What happens if you don’t pay taxes for your business

IRS business tax bills, at a glance:

  • If you can’t pay your business taxes, the most important thing you can do to avoid enforced collection is to get an agreement with the IRS.
  • The IRS offers several options, including extensions (see Form 7004) to pay and payment plans.
  • Businesses in financial hardship should consider special IRS programs offering deferred payment and settlement.

You can get help resolving the issue when you owe business taxes and can’t pay. If you’re wondering what happens if you don’t pay taxes for your small business and what next steps to take when you can’t pay, read on.

What if I can’t pay my taxes? What if I owe back taxes?

business owners prepping taxes

If you file your business tax return and can’t pay (or if your company still owes taxes from a past business tax return) you have several options.

Depending on your circumstances, the IRS offers payment options ranging from short extensions for businesses that just need a little more time to pay to special agreements for businesses experiencing serious financial hardship.

A tax professional can help you evaluate which option works best for your business. Your tax pro can even help work with the IRS to set up the agreement. Wondering what happens if you don’t pay taxes can be stressful. But you don’t have to address the problem alone.

One option that is NOT a good idea is to ignore the issue. If you don’t make some type of arrangement with the IRS, they can eventually force you to pay. The IRS can file a lien that would harm your credit, and the IRS can levy your bank accounts and income sources, such as payments from customers.

Struggling to pay taxes for your business?

A Block Advisors tax expert can help you understand your options.

Steps to take when your business can’t pay taxes

1. Confirm you are in filing and payment compliance.

  • Before creating a payment agreement with the IRS, you must file all the business’s required tax returns. You must also make enough tax payments on the current year so that you won’t file and owe in the future. If your issue is unpaid employment taxes, you must be current with your federal tax deposits.
  • Call the IRS to research your account if you’re unsure whether you’ve filed all your required business returns. Understanding your current status is important to help you avoid discovering first-hand what happens if you don’t pay taxes you owe for your business.

2. Make sure you actually owe the amount of back taxes the IRS says you do.

  • Review your business’s tax returns for the year(s) you owe and the prior three years to see whether the tax balance is correct. If you don’t think the amount is correct, you may want to amend your return(s).
  • You may also look at any penalties to see whether you can reduce or remove them through penalty abatement.

3. Evaluate the options – and choose the best one for your circumstances.

  • Consider your facts, including:
    • How much you think the business can pay with existing assets or in monthly payments
    • The impact of any potential tax liens
    • The impact of any additional penalties and interest
  • Based on your facts, choose the best payment arrangement for you. The IRS offers several options to help your business when it can’t pay taxes, including:
  • Gather the personal and financial information necessary to request your option from the IRS.
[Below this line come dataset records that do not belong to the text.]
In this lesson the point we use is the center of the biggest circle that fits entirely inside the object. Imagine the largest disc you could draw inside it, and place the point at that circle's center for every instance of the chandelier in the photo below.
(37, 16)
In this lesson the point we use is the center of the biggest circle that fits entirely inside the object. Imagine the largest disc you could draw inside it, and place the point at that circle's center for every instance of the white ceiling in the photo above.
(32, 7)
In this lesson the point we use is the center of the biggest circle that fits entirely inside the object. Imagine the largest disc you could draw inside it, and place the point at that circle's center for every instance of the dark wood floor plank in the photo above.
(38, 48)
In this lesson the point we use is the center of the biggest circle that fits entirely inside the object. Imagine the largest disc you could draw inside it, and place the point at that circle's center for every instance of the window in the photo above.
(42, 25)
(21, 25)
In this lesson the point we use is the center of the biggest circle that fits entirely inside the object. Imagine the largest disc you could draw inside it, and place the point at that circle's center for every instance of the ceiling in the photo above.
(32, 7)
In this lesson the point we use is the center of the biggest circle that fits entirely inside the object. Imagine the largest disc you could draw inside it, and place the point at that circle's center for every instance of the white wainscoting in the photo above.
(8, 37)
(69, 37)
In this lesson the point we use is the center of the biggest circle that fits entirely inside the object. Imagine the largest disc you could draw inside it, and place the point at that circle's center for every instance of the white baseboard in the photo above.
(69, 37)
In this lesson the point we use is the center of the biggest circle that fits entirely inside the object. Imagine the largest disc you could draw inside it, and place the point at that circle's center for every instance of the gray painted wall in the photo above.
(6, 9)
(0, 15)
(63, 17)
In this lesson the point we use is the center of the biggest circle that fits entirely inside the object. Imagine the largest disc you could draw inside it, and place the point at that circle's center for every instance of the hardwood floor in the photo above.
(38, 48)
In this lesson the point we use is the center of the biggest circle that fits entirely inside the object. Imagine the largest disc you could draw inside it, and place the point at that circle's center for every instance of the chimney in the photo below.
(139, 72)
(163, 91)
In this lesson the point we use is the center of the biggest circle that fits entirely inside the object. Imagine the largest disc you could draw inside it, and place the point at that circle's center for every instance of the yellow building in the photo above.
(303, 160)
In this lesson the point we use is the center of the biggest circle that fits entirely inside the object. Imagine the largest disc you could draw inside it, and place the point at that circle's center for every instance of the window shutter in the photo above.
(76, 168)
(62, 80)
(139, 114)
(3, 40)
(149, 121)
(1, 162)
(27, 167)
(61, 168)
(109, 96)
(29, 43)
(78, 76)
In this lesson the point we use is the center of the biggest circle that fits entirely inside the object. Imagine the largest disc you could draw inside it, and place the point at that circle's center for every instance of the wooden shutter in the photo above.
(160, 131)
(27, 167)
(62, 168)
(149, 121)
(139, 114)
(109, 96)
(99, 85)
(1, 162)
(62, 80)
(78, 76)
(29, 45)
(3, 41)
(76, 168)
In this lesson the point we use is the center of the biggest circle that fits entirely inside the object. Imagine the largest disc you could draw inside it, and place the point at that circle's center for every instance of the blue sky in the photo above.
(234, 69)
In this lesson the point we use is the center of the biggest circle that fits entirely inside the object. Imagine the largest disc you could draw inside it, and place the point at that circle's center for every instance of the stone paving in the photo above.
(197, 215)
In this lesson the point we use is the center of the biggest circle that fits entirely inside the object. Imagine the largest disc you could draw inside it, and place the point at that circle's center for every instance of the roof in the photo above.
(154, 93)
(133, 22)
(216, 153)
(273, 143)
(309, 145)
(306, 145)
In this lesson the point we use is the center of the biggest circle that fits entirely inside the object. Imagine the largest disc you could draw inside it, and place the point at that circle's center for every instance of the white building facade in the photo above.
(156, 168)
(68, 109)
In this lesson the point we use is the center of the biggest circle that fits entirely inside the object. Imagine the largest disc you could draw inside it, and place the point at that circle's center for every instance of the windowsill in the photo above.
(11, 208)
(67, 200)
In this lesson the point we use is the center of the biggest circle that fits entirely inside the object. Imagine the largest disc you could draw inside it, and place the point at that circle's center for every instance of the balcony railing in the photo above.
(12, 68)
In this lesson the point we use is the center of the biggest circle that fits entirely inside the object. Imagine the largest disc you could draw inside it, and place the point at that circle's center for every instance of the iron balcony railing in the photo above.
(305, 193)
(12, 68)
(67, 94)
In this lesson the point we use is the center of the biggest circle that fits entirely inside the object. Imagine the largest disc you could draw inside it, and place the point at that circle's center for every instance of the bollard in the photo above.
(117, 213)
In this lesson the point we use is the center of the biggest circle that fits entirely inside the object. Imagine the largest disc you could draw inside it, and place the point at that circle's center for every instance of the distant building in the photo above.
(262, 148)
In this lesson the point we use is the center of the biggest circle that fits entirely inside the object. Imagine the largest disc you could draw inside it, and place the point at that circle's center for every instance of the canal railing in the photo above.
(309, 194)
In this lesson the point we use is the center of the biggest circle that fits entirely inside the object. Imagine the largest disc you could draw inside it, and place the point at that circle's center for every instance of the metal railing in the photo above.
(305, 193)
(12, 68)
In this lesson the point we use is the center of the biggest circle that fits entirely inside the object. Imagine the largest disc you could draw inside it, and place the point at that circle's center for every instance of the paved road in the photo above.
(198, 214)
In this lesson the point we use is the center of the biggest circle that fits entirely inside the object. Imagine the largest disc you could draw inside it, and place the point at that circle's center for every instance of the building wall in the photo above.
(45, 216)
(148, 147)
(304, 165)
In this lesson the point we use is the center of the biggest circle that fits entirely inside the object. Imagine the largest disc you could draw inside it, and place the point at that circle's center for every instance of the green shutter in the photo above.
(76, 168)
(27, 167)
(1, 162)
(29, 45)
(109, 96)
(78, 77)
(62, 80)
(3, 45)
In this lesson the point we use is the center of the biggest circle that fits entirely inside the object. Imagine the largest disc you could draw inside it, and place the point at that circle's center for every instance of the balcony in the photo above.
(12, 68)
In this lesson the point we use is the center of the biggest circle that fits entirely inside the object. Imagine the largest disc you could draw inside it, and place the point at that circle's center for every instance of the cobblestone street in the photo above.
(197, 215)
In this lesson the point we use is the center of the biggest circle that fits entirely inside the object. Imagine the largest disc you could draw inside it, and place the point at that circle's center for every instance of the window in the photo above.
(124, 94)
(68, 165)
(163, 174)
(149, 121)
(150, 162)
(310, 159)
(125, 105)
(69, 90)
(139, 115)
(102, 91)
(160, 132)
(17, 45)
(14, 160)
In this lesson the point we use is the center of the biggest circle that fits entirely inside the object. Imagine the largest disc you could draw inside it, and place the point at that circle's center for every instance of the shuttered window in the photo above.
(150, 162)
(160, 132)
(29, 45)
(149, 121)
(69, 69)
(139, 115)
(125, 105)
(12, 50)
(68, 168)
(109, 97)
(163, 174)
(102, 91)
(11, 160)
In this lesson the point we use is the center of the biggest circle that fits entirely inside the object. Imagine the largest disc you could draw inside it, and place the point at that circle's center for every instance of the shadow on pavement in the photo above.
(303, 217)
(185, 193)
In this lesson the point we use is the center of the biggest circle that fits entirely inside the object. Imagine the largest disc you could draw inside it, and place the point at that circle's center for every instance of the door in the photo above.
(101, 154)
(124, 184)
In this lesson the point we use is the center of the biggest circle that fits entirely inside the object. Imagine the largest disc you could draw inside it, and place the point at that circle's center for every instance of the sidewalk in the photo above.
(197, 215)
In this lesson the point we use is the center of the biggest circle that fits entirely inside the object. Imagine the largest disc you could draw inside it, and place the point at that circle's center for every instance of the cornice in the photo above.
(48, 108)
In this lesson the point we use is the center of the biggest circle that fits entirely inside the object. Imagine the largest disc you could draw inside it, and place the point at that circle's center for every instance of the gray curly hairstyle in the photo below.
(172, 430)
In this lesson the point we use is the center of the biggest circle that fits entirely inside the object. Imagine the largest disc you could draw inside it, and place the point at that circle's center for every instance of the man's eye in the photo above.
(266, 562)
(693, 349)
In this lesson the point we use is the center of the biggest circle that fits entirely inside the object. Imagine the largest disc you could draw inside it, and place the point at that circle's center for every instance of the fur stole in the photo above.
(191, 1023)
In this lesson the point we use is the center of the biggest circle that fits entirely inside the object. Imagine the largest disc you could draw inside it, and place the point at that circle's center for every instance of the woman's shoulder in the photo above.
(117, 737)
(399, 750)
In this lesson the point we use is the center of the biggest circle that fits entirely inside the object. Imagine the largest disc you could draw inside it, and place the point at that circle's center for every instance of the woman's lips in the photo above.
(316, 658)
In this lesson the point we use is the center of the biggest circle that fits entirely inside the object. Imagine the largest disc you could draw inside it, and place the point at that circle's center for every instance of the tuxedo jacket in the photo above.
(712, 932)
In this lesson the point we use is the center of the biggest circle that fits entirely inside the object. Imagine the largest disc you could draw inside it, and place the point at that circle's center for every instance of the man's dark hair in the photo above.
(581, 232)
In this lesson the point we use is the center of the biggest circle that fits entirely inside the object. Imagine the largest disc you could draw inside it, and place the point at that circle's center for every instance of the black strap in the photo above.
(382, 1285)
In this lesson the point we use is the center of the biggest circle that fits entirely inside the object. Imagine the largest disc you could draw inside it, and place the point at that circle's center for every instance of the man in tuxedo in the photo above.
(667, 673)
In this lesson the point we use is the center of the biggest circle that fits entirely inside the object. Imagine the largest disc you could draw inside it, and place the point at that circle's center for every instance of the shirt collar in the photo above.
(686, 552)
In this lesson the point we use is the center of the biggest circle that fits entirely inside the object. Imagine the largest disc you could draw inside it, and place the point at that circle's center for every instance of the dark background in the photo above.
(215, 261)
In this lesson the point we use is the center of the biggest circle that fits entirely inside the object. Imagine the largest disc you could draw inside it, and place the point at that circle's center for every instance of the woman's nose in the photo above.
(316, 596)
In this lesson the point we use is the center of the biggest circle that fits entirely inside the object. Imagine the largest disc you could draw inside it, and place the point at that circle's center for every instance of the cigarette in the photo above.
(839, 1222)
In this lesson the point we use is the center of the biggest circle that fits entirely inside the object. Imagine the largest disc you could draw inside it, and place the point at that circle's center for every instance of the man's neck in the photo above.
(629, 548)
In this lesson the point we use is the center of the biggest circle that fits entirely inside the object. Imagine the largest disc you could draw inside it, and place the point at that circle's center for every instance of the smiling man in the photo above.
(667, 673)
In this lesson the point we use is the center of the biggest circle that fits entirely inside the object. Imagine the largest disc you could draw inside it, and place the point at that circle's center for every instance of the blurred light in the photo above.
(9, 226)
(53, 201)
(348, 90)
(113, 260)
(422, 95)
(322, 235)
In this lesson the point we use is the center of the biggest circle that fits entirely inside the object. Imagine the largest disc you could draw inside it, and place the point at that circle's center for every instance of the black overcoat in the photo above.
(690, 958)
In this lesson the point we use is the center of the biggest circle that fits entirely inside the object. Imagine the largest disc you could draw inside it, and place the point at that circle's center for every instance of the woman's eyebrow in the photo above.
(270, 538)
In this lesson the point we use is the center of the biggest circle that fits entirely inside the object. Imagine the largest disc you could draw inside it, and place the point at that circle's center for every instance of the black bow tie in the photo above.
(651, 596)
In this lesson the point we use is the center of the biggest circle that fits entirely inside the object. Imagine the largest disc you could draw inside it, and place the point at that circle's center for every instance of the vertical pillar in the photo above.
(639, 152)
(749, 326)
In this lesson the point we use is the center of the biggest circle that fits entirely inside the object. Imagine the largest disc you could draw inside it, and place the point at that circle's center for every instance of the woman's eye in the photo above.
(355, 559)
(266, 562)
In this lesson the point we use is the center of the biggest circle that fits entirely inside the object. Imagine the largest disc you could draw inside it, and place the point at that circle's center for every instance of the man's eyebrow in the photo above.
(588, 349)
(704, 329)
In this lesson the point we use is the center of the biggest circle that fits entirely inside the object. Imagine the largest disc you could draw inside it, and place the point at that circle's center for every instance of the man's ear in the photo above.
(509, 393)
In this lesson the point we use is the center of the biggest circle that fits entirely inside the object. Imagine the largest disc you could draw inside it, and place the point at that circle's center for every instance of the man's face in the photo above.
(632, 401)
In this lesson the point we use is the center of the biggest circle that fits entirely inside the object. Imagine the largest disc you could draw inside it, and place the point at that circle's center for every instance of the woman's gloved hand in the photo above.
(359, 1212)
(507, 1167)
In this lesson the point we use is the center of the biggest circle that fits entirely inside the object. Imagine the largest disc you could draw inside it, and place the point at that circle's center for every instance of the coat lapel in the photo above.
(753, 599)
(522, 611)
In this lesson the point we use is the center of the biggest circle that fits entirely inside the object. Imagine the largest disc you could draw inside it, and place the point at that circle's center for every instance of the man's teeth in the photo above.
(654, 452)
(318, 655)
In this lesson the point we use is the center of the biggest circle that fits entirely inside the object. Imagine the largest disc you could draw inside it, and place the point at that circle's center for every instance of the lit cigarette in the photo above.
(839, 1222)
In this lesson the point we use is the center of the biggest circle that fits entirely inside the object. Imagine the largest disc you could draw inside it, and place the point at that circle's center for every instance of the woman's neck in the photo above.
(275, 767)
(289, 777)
4. Obtain an agreement with the IRS.

  • Contact the correct IRS function before any regular business tax deadlines to request the payment arrangement you’ve chosen. Provide the IRS with the necessary information to complete the agreement.
  • It may take time for the IRS to set up your agreement or consider your option, especially if your business:
    • Owes more than $50,000
    • Is requesting currently not collectible status
    • Is requesting an installment agreement that will not pay the entire balance within six years
    • Is requesting an offer in compromise
  • You can appeal the IRS’ decision if they deny you an option you are entitled to based on your facts.

Get help when your small business can’t pay taxes

If you think you can’t pay your taxes for your business but then find a way to pay your taxes on time, you may be able to file small business taxes online. If not, your Block Advisors small business certified tax professional can help you investigate which of the above options is best for your business and request it from the IRS. This way, you avoid finding out in an unpleasant way what happens if you don’t pay taxes.

Get help from a tax pro near you.

Bonus: Bring these five items to your appointment if your business can’t pay taxes

  1. A copy of your business’s IRS notices, especially the most recent notices, on the tax years and balances owed.
  2. If your business faces significant financial hardship and can’t pay the full amount in six years, you must back it up with documentation. Bring your business’s financial information, such as bank statements, profit and loss statements, and balance sheets showing assets. It’s helpful to complete IRS Form 433-B, Collection Information Statement for Businesses, before your Block Advisors appointment.
  3. The owner(s) financial information if the business is closely held (if the business has few shareholders or partners). It’s helpful for each owner to complete a Form 433-A, Collection Information Statement, before the office visit.
  4. If you have a levy, bring your financial institution’s contact information (name, address, phone and fax number).
  5. A copy of your business tax returns for the years that you owe.